AP Photo/Susan Walsh

A Saturday announcement indicated that President Joe Biden looks to be about to give a rather grim speech on Tuesday to do with the COVID-19, specifically the rise in the omicron variant. 


NBC News' Kelly O'Donnell and Minyvonne Burke were first to report on the upcoming speech and noted that a White House official shared the president is expected to go beyond what "winter plan" measures he's already put in place while "issuing a stark warning of what the winter will look like for Americans that choose to remain unvaccinated."

As it applies to omicron, O'Donnell and Burke wrote that "Aides say [Biden] has told his team the message to the American public must be direct because of concerns that omicron's the more transmissible variant is expected to spread quickly, putting unvaccinated people at a higher risk while also posing a threat to those who have some level of inoculation."

White House Press Secretary Jen Psaki also tweeted about the upcoming speech.


The amount of fear mongering may be premature, though. This is especially when it comes to how the variant has been tracked in South Africa, where it was first announced late last month. On November 26 the World Health Organization (WHO) declared omicron a "variant of concern."

From the start, health officials in South Africa have referred to cases and symptoms as "mild." And, as I highlighted earlier this month, most of the hospital cases in the Tshwane region were "incidental COVID admissions," in that the patients were admitted for other reasons.
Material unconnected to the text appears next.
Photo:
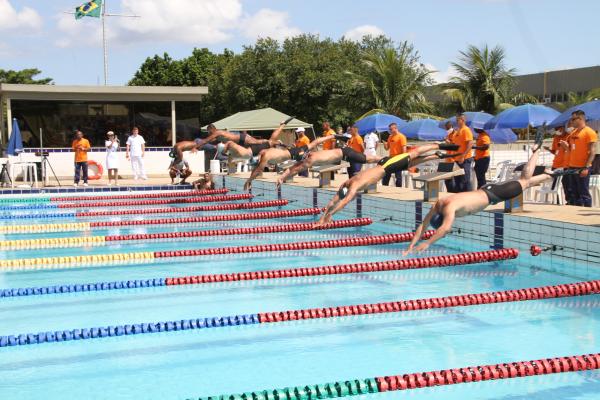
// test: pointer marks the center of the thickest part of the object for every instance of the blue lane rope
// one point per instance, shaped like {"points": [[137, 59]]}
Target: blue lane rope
{"points": [[35, 216], [128, 329], [87, 287]]}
This is according to a report from the South African Medical Research Council to do with "Tshwane District Omicron Variant Patient Profile - Early Features."
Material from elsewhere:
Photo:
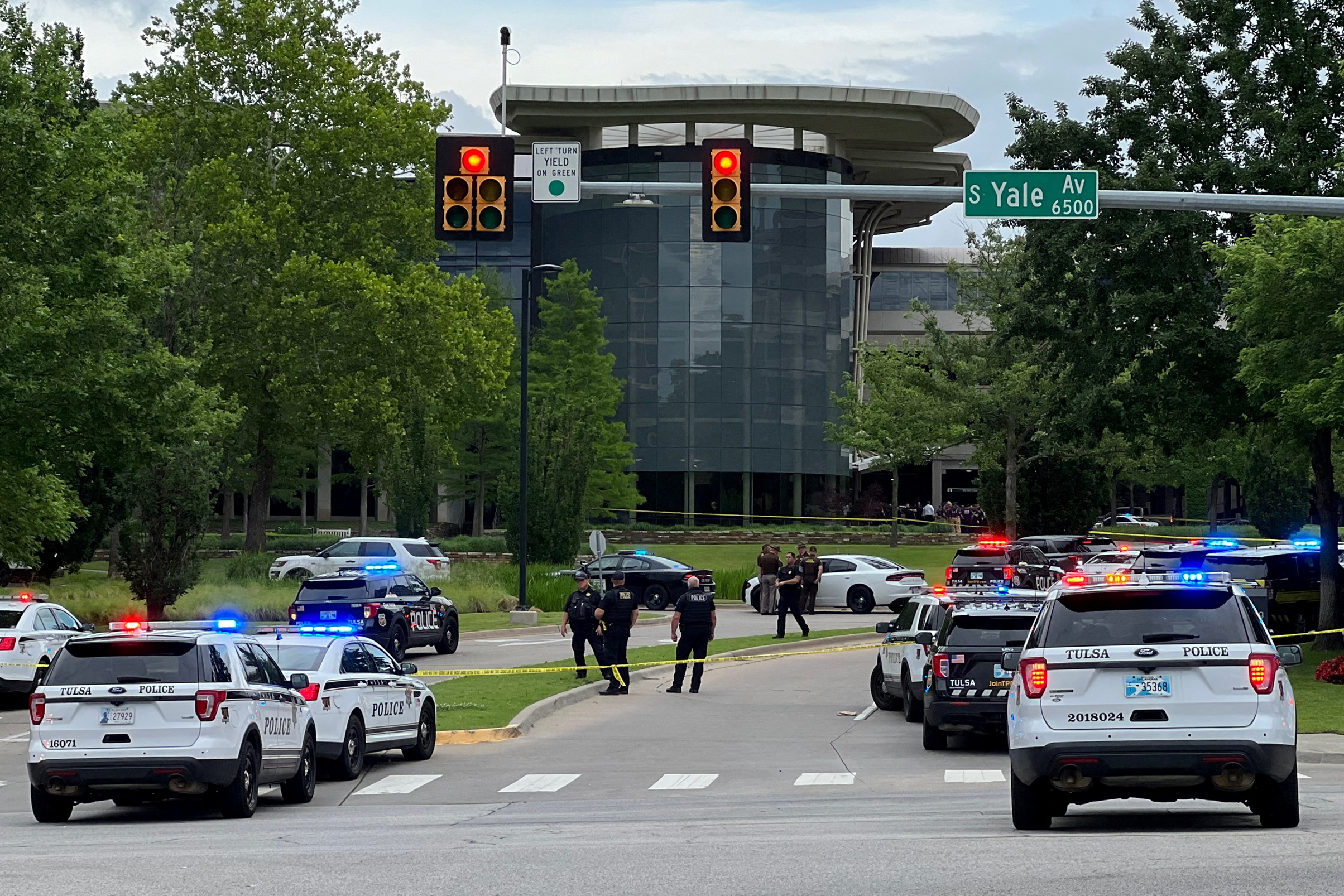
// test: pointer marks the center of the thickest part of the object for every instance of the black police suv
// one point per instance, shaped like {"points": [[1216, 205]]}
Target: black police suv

Speaking of hospital cases, and bringing it to more recent news coverage, Antony Sguazzin reported for Bloomberg on Friday that "South Africa Hospitalization Rate Plunges in Omicron Wave."

From his coverage, with emphasis being mine:

Only 1.7% of identified Covid-19 cases were admitted to hospital in the second week of infections in the fourth wave, compared with 19% in the same week of the third delta-driven wave, South African Health Minister Joe Phaahla said at a press conference. 

Health officials presented evidence that the strain may be milder, and that infections may already be peaking in the country’s most populous province, Gauteng.

Still, new cases in that week of the current wave were more than 20,000 a day, compared with 4,400 in the same week of the third wave. That’s further evidence of omicron’s rapid transmissibility, which a number of other countries, such as the U.K., are also now experiencing.


“We are really seeing very small increases in the number of deaths,” said Michelle Groome, head of health surveillance for the country’s National Institute for Communicable Diseases. 

More than 90% of hospital deaths were among the unvaccinated or partially vaccinated, News24 reported, citing Waasila Jassat, a researcher with the NICD.


The number of Covid-19 hospitalizations in this wave is also being inflated by the fact that milder patients are being admitted because there is room to accommodate them. Many are there for other complaints but are routinely tested, according to health officials.


It's worthwhile to emphasize that while some may be concerned about the "rapid transmissibility" we already knew that this was the case. And, again, it still carries with it "mild" symptoms.